It’s Meow or never for Clare against the Cats


With the way the championship has unfolded, fate has been rather favourable to Clare. It goes without saying that Brian Lohan’s side would have loved to have captured provincial silverware and certainly would have appreciated lifting the inaugural Mick Mackey Cup much more.

However, apart from that set-back, the hand of destiny has thrown up Leinster duo Wexford and Kilkenny, two sides that Clare would arguably have handpicked themselves if they had the choice to potentially tee up a historic fifth competitive outing against Limerick in the All-ireland decider.

All that speculation aside, the reality is that while the Wexford game was expectedly close, they were possibly the perfect team for Clare to pip at the post too.

Not reaching anywhere near the heights of their previous provincial displays would have meant an early exit against a much clinical side.

However, Wexford left a wounded Banner in the contest so when Brian Lohan’s side did manage to find their groove with that grandstand finish, a fourth successive championship victory for Clare over the Wexicans inevitably ensued.
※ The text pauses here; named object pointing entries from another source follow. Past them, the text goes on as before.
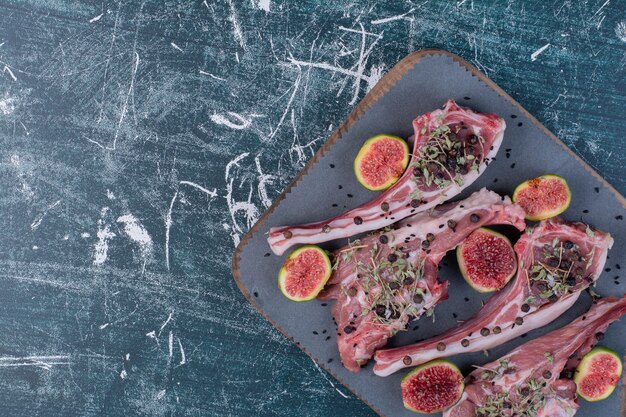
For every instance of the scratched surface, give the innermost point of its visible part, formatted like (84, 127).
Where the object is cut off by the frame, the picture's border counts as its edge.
(141, 140)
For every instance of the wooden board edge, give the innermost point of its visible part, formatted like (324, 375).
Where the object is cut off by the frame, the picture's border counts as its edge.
(395, 74)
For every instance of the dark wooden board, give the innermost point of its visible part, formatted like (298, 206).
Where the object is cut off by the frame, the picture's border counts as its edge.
(420, 83)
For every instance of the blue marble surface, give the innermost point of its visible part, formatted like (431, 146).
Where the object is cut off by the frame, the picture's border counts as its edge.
(140, 140)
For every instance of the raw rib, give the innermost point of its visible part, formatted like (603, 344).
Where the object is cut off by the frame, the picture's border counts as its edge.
(590, 248)
(530, 365)
(358, 286)
(411, 194)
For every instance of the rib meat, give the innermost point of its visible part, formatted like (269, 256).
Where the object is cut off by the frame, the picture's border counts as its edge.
(557, 260)
(452, 147)
(383, 280)
(504, 387)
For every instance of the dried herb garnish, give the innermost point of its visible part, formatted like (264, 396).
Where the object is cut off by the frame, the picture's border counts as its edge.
(445, 158)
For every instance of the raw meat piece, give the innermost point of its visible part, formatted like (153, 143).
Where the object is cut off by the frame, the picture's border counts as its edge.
(534, 371)
(383, 280)
(452, 147)
(557, 260)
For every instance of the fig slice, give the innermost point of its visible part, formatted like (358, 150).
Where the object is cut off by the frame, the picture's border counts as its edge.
(597, 374)
(432, 387)
(543, 197)
(487, 260)
(304, 273)
(381, 162)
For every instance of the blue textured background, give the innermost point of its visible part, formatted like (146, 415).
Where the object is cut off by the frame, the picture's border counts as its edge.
(140, 140)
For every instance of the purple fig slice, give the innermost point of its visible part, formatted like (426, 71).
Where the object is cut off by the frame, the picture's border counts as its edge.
(487, 260)
(432, 387)
(543, 197)
(381, 162)
(304, 273)
(597, 374)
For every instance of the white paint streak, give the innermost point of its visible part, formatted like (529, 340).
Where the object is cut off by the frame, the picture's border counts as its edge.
(95, 19)
(170, 344)
(7, 69)
(183, 360)
(264, 5)
(168, 226)
(168, 217)
(264, 179)
(393, 18)
(44, 362)
(37, 222)
(104, 234)
(210, 193)
(234, 207)
(137, 233)
(169, 318)
(601, 7)
(7, 104)
(212, 76)
(236, 27)
(534, 55)
(178, 48)
(620, 31)
(243, 123)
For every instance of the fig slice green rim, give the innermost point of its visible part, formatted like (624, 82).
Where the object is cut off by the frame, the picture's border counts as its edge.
(594, 383)
(364, 163)
(543, 197)
(304, 273)
(487, 279)
(435, 395)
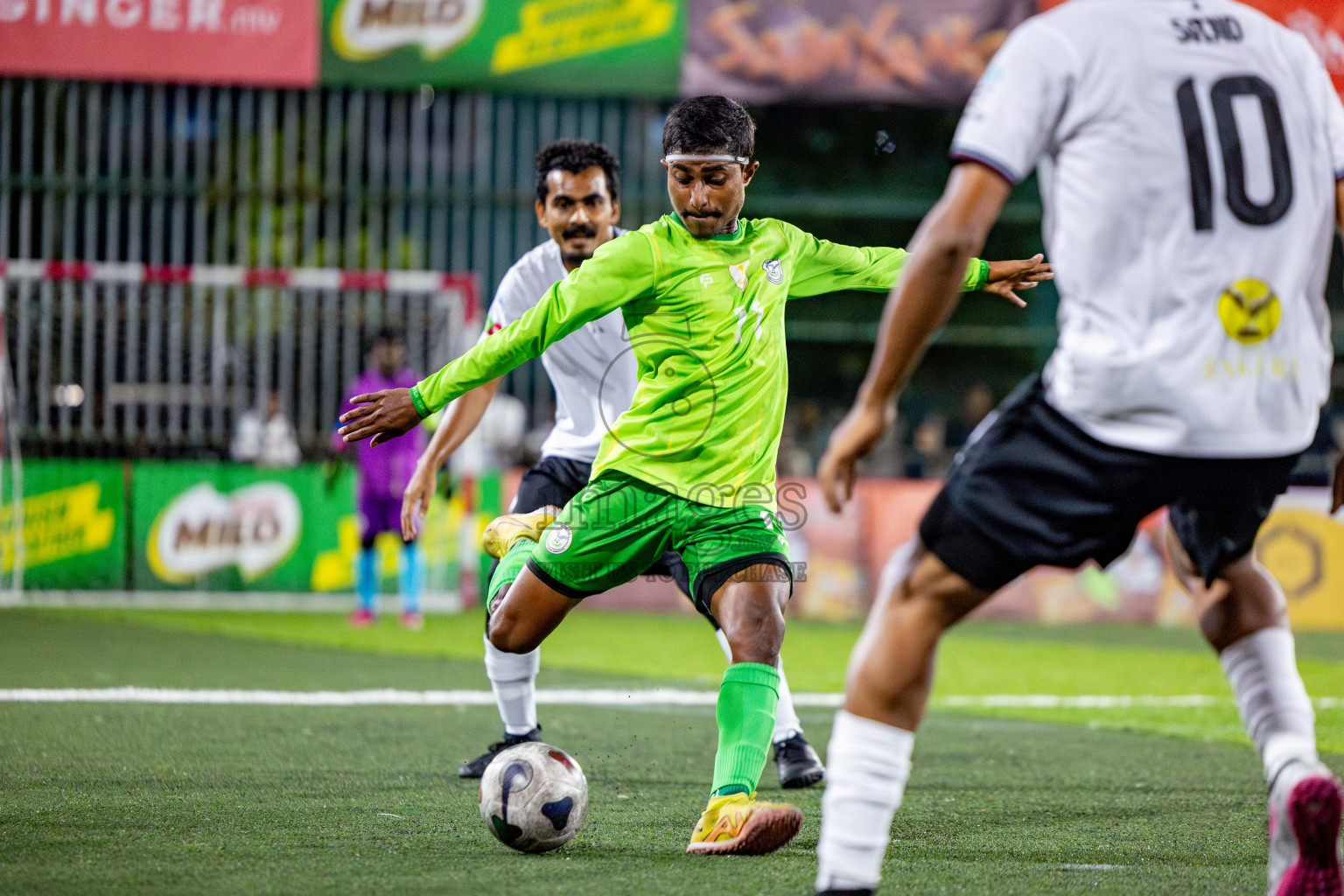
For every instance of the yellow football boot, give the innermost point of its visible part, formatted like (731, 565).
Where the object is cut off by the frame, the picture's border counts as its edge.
(741, 825)
(504, 531)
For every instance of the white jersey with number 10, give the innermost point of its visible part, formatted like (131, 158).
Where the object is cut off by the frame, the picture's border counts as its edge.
(1187, 155)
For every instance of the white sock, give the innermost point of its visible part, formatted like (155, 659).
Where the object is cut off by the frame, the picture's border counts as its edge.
(869, 765)
(1273, 703)
(514, 682)
(787, 722)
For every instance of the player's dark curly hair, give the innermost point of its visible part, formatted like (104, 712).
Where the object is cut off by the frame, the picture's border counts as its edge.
(709, 125)
(576, 156)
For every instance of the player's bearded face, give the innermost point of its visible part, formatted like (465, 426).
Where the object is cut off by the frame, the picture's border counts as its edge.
(578, 213)
(709, 195)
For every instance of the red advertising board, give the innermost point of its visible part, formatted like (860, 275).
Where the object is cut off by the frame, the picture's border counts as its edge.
(230, 42)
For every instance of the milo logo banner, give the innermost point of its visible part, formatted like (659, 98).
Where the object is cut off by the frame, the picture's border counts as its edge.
(577, 47)
(72, 522)
(225, 527)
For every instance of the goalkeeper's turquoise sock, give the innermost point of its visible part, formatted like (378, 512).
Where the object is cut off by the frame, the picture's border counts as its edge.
(511, 566)
(747, 700)
(410, 577)
(366, 579)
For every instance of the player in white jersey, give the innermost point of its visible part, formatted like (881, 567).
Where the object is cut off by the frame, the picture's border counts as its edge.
(1190, 160)
(593, 371)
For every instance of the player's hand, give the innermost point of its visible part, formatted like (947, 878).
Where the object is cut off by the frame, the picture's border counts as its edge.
(385, 416)
(1008, 277)
(416, 500)
(857, 436)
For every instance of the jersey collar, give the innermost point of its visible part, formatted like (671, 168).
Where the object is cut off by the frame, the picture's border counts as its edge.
(719, 238)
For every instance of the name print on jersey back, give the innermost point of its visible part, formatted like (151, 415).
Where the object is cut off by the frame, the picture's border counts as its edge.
(1208, 30)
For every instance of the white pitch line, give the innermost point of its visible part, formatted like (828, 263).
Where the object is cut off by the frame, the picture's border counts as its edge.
(578, 697)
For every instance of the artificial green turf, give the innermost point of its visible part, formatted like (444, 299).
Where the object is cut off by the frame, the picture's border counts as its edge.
(976, 660)
(283, 800)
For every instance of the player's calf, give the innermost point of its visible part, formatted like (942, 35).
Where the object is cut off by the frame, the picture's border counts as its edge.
(1306, 856)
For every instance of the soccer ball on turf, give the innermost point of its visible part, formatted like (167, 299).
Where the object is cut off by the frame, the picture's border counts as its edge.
(534, 797)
Equally, Clare, while not having played Kilkenny at championship level since 2006, have a good recent record against Kilkenny as they head into Saturday’s tie, backed by a six match unbeaten run against Brian Cody’s side since 2016.

Now as Brian Lohan himself admitted this week, National League fare can be somewhat misleading as Ballyhale’s near-perennial All-Ireland Club Championship bid has meant that the Cats haven’t always been at full strength for their league outings.

Still, on a more basic tactical level, Kilkenny have found Clare’s style of play difficult to combat in recent seasons.

And while there has been a noted evolution in this year’s side as the Leinster champions look to increasingly work the ball through the lines in the middle third in order to try and match, let’s be honest, Limerick, how far they have progressed will only be realised on Saturday evening.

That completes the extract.